Léopold II allie l’hypocrisie de ses discours à la barbarie de ses actes: il n’hésitera pas, à prononcer un plaidoyer contre l’esclavage, tandis que son despotisme et sa cruauté sans bornes feront perdre la vie à des centaines de congolais.
Dans un documentaire fiction, intitulé « le roi blanc, le caoutchouc rouge et la mort noire », le réalisateur britannique Peter Bate a mis en scène cette partie sombre de l’ histoire de la Belgique au cours de laquelle des millions de personnes trouveront la mort.
Le documentaire de Peter Bate montre la mutilation d’enfants noirs, qui avaient eu les mains et les pieds coupés, pour faire un exemple, et accroître le rendement de la production.
Les photos prises par des missionnaires révèlent les atrocités commises, pendant le règne de ce roi sanguinaire.
Le discours immonde de Léopold II aux missionnaires, sur les modes d’évangélisation qu’il leur recommandait d’adopter est une illustration de ce qu’il considérait comme « la colonisation civilisatrice » :
«Evangélisez les Noirs jusqu’à la moëlle des os afin qu’ils ne se révoltent pas contre les injustices que vous leur ferez subir. Vous insisterez sur la soumission et l’obéissance même aveugle…. Leur apprendre à croire, non à raisonner. Convertissez les Noirs au moyen de la chicotte ; faites tout pour éviter qu’ils deviennent riches. Fâchez-vous en appliquant le fouet …. ».
Adam Hochschild , a écrit, en 1998 « les Fantômes du roi Léopold » . Il y situe Léopold II parmi les grands tyrans, tels Staline, Hitler, ou Poll Pot, et y dénonce la réduction de l’Etat indépendant du Congo de vingt millions d’habitants à dix millions, en quarante ans.
…. Pourtant, au cœur du 16ème arrondissement de Paris, « capitale des droits de l’Homme » il y a une avenue Léopold II !
En 2015, l’écrivain et éditeur Marc Wiltz lance une pétition pour que soi débaptisée l’avenue Léopold II. Il en appelle à François Hollande et à Anne Hidalgo. …. Il n’a pas été entendu!

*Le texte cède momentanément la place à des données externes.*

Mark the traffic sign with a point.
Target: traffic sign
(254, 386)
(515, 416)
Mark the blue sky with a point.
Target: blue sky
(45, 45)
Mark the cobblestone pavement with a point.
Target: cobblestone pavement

Indigné par l’indifférence générale devant les « cent Millions de victimes » d’un roi mégalomane, Marc Wiltz a en plus de la pétition, écrit un livre « Il pleut des mains sur le Congo » : « …. Au panthéon des malfaisants, il revient une place de choix à Léopold… On parle de dix Millions de morts et disparus… soit le tiers de la population… sans compter les mutilés, impossibles à dénombrer … »
Conan Doyle écrit en 1909 « le crime du Congo belge »: « Beaucoup d’entre nous, en Angleterre considèrent le crime qui a été commis par le roi Léopold II comme le plus grand jamais répertorié dans les annales de l’ humanité. »
Comment comprendre alors le silence des politiques et de l’opinion publique? Comment admettre que la pétition de Marc Wiltz soit restée lettre morte ?
En Belgique, la statue de Léopold II avait été, en 2008, barbouillée de peinture rouge par Théophile de Giraud, un citoyen belge, qui décrira son acte comme « le symbole du sang des congolais innocents tués ou mutilés sous les ordres du sanguinaire souverain ».
Il aura fallu l’assassinat de George FLOYD pour qu’enfin une pétition pour demander le retrait de toutes les statues de l’ancien roi de la ville de Bruxelles soit recueille un nombre important de signatures.
Je pense qu’il est de notre devoir de faire signer, en France, une nouvelle pétition, pour que soit débaptisée à Paris l’Avenue Léopold II.